The joint ESC-AHA symposium on challenges in managing heart failure opened my eyes to the differing armamentarium available to European and American clinical cardiologists and to several evolving drug options.
Ivabradine is used by approximately 12% of patients in the European HF registry (as reported by Aldo P. Maggioni) but is not licensed for use in the U.S. It is a negative chronotrope that was approved for treatment of angina in Europe in 2005. The 2010 SHIFT trial demonstrated an ivabradine-associated reduction in heart failure mortality and readmissions for systolic heart failure patients in sinus rhythm with a heart rate above 70 bpm. It has proven particularly useful in patients whose beta-blocker tolerance is limited by hypotension. When session cochair Mariell Jessup asked the audience who routinely considers use of ivabradine for heart failure patients, I was one of only a few attendees who did not raise their hands. European practitioners again raised their hands en masse when asked whether they use levosimendan — a calcium sensitizer approved as inotropic therapy for acutely decompensated heart failure in many European countries. By contrast, far fewer hands were raised when the cochair asked whose home institutions offered percutaneous ventricular assist devices, destination ventricular assist devices, and cardiac transplantation – options that I am far more familiar with as a trainee at a large U.S. institution. I also learnt that the approval of tolvaptan for hyponatremia in the setting of decompensated heart failure is limited to the U.S.; in Europe, SIADH is the only approved indication. These geographic variations in options for heart failure management underscore the challenges faced by guideline writers who seek widely applicable clinical recommendations.
Useful additions to the heart failure toolbox may be on the horizon for cardiologists on both sides of the Atlantic. Serelaxin (recombinant human relaxin-2), which showed encouraging results for relief of dyspnea in in the RELAX-AHF study published earlier this year, was recently granted ‘breakthrough therapy’ designation by the FDA and is currently being considered for European approval. Other promising agents entering phase III evaluation include omecamtiv mecorbl (a cardiac-specific myosin activator) and ularitide (a natriuretic peptide).

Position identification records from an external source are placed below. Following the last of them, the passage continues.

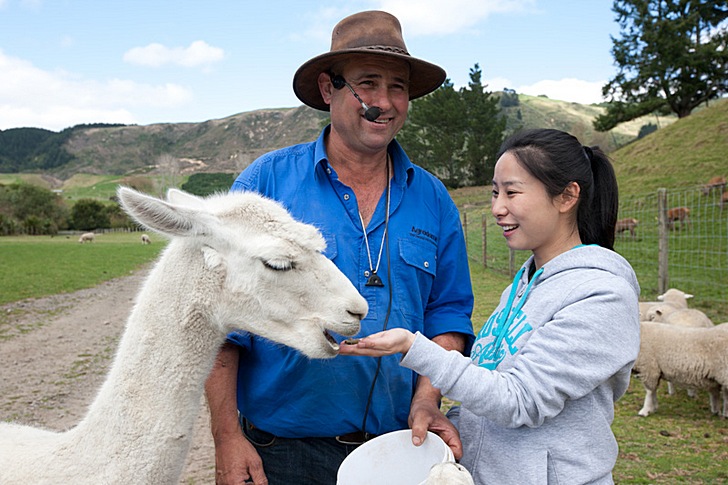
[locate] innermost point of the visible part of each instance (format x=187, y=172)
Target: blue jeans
x=291, y=461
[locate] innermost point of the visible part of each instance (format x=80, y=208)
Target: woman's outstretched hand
x=389, y=342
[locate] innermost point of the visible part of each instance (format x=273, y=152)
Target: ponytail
x=557, y=158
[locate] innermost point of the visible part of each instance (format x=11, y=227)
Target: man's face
x=379, y=81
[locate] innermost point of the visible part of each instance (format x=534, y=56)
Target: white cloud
x=567, y=89
x=198, y=53
x=435, y=17
x=55, y=100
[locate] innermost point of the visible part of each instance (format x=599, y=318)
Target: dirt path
x=54, y=355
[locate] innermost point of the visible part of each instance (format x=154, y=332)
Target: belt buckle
x=355, y=438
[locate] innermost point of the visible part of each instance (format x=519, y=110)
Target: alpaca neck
x=146, y=409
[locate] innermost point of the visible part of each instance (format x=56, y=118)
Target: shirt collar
x=403, y=167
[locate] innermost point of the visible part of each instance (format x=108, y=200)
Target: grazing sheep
x=628, y=224
x=673, y=296
x=87, y=237
x=235, y=262
x=696, y=358
x=715, y=183
x=685, y=317
x=678, y=214
x=449, y=473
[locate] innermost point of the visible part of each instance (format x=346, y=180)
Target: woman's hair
x=557, y=158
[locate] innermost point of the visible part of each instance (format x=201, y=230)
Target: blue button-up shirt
x=427, y=288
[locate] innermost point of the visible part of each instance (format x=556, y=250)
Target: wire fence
x=672, y=239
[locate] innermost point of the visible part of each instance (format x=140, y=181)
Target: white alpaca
x=234, y=262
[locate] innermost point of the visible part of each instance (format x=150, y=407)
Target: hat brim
x=425, y=77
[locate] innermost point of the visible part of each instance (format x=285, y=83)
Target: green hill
x=577, y=119
x=687, y=153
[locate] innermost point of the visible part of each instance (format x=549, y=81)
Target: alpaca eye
x=279, y=264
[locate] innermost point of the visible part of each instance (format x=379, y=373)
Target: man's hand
x=237, y=462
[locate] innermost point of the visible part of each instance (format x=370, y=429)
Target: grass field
x=681, y=443
x=35, y=266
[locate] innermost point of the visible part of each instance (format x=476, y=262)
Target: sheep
x=87, y=237
x=678, y=214
x=686, y=317
x=696, y=358
x=673, y=296
x=628, y=224
x=235, y=262
x=449, y=473
x=715, y=183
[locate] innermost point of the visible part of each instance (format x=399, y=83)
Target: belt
x=355, y=438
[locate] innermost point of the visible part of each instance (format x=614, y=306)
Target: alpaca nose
x=357, y=315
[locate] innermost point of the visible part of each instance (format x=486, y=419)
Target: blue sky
x=65, y=62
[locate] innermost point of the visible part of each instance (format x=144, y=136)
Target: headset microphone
x=371, y=113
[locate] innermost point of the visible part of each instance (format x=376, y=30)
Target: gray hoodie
x=539, y=389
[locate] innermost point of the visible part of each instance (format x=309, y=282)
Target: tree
x=31, y=209
x=455, y=134
x=485, y=128
x=208, y=183
x=434, y=135
x=672, y=57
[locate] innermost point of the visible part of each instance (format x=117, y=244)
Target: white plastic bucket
x=392, y=459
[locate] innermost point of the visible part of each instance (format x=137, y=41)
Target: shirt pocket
x=414, y=279
x=331, y=250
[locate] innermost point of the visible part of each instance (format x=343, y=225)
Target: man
x=392, y=228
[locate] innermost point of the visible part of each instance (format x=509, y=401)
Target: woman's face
x=530, y=218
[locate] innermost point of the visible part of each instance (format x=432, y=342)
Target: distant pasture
x=36, y=266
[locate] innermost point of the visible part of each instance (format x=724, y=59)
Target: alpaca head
x=275, y=280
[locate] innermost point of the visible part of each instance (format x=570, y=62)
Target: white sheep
x=235, y=262
x=673, y=296
x=87, y=237
x=685, y=317
x=696, y=358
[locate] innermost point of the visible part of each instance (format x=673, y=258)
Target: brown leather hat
x=365, y=33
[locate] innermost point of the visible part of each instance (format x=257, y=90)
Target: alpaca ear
x=165, y=217
x=179, y=197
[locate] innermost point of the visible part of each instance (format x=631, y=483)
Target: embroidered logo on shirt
x=423, y=234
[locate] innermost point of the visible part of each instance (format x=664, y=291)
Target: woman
x=539, y=388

This was an ideal session to gain appreciation of the differing strategies for managing heart failure in Europe and America. I left wishing that ivabradine were available to help U.S. cardiologists meet heart rate goals, but feeling encouraged by reports of potentially useful heart failure drugs in development. The international insights gained at my first ESC Congress have added to my clinical toolbox. I recommend this conference to U.S. cardiology fellows-in-training seeking a more global perspective to their clinical practice.
What do you see as the most salient differences in clinical cardiology practice between the U.S. and the rest of the world?